É, também, o único catarinense que conseguiu se eleger e reeleger governador do Estado. Famoso pela capacidade de articulação, Luiz Henrique já era um político de destaque em 1982, o ponto que em iniciamos a contar essa história. Sempre por partidos de oposição ao regime militar (MDB/PMDB), Luiz Henrique havia passado pela Assembleia Legislativa, pela Câmara dos Deputados e pela prefeitura de Joinville.
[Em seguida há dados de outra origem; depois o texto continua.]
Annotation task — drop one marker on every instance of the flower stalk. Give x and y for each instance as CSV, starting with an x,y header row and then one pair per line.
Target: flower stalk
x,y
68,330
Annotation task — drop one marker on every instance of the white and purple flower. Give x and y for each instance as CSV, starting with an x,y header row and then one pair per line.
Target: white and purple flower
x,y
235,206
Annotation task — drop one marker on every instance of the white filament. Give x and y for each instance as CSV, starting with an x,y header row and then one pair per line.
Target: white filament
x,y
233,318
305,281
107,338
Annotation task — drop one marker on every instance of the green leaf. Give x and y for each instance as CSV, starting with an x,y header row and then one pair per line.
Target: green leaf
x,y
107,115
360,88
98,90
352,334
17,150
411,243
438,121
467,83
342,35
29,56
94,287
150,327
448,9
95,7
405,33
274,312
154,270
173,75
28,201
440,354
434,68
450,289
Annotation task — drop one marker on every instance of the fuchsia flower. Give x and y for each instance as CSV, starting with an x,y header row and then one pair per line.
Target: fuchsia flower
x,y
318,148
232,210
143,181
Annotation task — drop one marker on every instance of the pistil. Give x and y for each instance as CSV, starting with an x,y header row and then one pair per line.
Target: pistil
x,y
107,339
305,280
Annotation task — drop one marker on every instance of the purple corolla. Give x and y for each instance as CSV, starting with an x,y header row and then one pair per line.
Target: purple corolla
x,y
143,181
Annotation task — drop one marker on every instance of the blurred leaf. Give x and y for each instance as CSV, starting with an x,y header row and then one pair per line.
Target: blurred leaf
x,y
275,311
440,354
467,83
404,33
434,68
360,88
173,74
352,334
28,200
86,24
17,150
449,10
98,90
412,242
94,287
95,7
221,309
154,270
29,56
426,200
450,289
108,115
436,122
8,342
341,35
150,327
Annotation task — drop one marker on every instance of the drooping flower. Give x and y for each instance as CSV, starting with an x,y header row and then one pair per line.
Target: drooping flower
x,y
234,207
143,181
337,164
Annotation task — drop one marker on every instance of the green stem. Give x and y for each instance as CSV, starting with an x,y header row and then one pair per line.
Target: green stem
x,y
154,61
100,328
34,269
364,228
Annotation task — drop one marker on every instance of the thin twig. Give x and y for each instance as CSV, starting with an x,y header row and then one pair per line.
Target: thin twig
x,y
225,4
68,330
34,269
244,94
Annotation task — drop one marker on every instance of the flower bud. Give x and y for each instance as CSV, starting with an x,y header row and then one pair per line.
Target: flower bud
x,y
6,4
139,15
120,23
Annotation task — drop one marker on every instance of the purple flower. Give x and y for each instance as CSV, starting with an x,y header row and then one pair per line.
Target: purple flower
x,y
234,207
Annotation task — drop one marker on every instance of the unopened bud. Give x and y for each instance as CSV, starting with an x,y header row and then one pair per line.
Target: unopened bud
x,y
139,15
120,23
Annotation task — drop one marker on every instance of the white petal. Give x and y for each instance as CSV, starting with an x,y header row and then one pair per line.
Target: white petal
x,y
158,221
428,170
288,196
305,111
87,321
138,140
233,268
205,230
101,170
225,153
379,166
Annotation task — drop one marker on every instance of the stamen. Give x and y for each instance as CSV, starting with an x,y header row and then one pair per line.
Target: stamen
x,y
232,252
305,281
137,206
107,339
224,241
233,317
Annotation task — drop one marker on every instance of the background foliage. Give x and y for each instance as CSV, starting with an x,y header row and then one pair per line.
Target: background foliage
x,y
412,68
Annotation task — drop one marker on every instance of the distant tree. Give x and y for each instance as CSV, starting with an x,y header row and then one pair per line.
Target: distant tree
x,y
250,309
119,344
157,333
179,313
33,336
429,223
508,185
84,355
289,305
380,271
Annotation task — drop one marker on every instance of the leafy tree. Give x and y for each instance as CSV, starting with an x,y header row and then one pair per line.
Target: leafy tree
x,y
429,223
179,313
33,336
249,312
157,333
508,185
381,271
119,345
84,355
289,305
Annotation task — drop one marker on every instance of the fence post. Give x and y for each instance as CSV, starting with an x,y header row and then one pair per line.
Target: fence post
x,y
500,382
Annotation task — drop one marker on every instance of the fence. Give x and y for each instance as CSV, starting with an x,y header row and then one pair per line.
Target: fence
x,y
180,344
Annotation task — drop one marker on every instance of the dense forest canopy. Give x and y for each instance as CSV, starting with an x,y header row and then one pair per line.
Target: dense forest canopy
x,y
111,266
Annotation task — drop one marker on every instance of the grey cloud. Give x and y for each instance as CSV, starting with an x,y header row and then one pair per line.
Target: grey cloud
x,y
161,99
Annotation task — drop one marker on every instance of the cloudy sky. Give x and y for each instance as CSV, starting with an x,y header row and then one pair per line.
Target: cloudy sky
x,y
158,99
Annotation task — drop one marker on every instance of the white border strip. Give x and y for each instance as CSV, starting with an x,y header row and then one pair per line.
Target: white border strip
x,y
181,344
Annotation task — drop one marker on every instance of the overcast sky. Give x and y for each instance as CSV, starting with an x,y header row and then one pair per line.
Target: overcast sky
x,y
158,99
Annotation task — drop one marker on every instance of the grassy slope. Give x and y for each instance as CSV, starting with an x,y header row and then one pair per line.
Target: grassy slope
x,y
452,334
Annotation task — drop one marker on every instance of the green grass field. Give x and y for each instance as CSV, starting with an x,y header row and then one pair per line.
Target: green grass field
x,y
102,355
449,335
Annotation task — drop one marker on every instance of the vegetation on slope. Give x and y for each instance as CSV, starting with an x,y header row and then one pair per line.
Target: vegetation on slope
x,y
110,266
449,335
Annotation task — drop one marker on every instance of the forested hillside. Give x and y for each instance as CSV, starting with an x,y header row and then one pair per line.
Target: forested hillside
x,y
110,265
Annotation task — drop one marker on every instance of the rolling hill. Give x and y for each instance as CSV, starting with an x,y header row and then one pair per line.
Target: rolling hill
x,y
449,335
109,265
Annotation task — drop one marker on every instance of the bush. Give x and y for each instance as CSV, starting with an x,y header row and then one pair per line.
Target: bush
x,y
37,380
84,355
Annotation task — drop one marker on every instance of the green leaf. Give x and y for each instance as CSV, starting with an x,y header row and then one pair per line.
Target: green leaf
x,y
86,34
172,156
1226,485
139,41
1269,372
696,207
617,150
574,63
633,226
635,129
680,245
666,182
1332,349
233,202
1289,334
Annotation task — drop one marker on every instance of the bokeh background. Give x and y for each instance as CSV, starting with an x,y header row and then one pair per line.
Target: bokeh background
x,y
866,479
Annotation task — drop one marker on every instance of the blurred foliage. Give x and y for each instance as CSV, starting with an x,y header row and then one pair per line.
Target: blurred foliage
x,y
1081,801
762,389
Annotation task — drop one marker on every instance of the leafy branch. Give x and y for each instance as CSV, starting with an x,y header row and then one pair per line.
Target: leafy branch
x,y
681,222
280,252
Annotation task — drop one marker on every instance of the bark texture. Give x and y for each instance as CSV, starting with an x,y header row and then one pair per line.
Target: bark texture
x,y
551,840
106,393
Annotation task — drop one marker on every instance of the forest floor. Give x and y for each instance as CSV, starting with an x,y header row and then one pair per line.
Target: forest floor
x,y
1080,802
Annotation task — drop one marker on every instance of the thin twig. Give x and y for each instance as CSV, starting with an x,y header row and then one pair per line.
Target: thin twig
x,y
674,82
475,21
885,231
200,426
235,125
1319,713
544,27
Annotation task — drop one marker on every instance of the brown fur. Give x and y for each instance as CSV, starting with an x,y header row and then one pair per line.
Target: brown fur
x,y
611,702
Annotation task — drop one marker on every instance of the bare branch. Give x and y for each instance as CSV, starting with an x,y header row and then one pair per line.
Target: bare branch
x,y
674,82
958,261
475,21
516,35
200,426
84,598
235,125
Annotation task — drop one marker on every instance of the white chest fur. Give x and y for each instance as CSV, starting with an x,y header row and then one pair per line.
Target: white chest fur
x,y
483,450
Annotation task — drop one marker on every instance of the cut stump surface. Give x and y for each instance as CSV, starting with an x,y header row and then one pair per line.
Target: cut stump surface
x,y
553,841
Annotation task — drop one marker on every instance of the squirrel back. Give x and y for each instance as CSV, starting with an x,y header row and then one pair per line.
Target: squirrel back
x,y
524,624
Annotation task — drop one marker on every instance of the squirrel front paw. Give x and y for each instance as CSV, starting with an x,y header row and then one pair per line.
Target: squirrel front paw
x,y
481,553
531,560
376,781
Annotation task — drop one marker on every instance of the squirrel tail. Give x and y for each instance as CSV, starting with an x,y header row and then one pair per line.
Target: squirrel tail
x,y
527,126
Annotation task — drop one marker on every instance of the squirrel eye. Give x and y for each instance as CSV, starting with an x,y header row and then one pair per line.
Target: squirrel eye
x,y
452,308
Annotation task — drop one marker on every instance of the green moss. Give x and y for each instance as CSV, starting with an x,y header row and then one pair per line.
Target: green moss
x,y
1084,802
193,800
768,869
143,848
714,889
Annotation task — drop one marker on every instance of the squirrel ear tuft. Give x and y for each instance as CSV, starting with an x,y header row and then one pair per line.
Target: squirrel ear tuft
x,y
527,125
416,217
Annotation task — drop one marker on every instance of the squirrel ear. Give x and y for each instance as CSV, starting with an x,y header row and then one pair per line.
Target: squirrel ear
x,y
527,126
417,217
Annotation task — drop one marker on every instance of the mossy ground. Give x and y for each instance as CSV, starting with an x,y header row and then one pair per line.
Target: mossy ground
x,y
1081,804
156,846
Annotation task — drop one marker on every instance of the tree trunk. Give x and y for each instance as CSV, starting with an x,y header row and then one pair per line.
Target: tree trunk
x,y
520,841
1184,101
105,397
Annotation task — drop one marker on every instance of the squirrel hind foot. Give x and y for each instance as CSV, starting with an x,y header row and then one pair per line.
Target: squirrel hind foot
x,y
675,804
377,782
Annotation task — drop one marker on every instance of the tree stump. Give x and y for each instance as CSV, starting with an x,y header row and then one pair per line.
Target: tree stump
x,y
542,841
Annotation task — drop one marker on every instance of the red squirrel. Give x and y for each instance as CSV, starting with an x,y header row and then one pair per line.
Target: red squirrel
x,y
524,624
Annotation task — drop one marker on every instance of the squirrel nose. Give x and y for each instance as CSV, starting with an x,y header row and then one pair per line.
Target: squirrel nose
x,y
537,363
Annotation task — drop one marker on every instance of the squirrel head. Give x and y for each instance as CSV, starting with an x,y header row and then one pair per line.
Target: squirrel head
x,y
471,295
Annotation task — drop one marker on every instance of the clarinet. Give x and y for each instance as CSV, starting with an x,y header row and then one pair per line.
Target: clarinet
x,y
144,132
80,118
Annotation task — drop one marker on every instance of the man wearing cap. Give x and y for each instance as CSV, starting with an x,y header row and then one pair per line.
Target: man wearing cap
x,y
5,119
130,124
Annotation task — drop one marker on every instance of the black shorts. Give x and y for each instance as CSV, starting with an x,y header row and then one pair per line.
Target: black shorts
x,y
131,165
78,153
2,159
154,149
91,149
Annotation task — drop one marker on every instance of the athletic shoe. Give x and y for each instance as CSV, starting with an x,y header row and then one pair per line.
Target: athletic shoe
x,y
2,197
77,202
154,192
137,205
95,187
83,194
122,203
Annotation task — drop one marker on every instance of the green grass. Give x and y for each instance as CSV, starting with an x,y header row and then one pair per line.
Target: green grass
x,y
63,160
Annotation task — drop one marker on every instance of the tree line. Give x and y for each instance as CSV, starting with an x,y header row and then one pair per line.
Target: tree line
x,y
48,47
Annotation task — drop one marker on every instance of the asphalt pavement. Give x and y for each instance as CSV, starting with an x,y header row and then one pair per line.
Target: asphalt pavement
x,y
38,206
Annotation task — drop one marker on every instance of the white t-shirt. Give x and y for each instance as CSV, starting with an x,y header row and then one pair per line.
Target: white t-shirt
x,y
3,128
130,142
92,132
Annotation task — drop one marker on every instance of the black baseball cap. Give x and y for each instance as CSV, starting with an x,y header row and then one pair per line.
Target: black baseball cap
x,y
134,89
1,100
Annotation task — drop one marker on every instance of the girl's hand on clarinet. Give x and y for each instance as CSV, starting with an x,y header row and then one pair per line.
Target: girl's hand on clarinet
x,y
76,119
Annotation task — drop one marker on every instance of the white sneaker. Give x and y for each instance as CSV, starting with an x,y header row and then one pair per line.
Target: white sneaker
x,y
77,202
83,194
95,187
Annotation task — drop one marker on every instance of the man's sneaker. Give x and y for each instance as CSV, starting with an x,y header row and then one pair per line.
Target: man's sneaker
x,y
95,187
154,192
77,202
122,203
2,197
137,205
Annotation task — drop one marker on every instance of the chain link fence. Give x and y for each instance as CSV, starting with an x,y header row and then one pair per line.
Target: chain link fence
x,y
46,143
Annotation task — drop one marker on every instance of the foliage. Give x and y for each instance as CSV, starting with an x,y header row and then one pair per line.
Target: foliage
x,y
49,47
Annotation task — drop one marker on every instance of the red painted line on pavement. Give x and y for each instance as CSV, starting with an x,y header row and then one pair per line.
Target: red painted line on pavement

Em 1982 não apenas renovou mandato de deputado federal como foi o mais votado de Santa Catarina. Dessa forma, Luiz Henrique – ou LHS – saiu daquela polêmica eleição como um peemedebista vencedor. Isso ajudou a definir a cara que o partido teria no Estado conforme a democracia eleitoral se consolidava.

A oratória e o combate aberto ao regime militar, encarnados em Jaison Barreto nos anos 1970, seguiriam na memória dos militantes e nas páginas da história. Mas, para ganhar eleições e chegar ao poder no Estado, era necessário que um grupo mais pragmático passasse a controlar o partido. Nele, Pedro Ivo e LHS despontavam.

Ambos disputaram a prévia do PMDB para definição do candidato do partido ao governo do Estado em 1986. Os militantes peemedebistas decidiram que a vez era de Pedro Ivo, mostrando para Luiz Henrique que a política tinha fila.

Dessa fila, LHS viu Pedro Ivo ser eleito governador com ajuda fundamental do Plano Cruzado, que ao aparentar ter derrotado a inflação conseguiu eleger quase todos os candidatos a governador do PMDB do país — 22 dos 23. Também contribuiu para a chegada do PMDB ao poder o racha do então grupo governista, que veremos no terceiro capítulo.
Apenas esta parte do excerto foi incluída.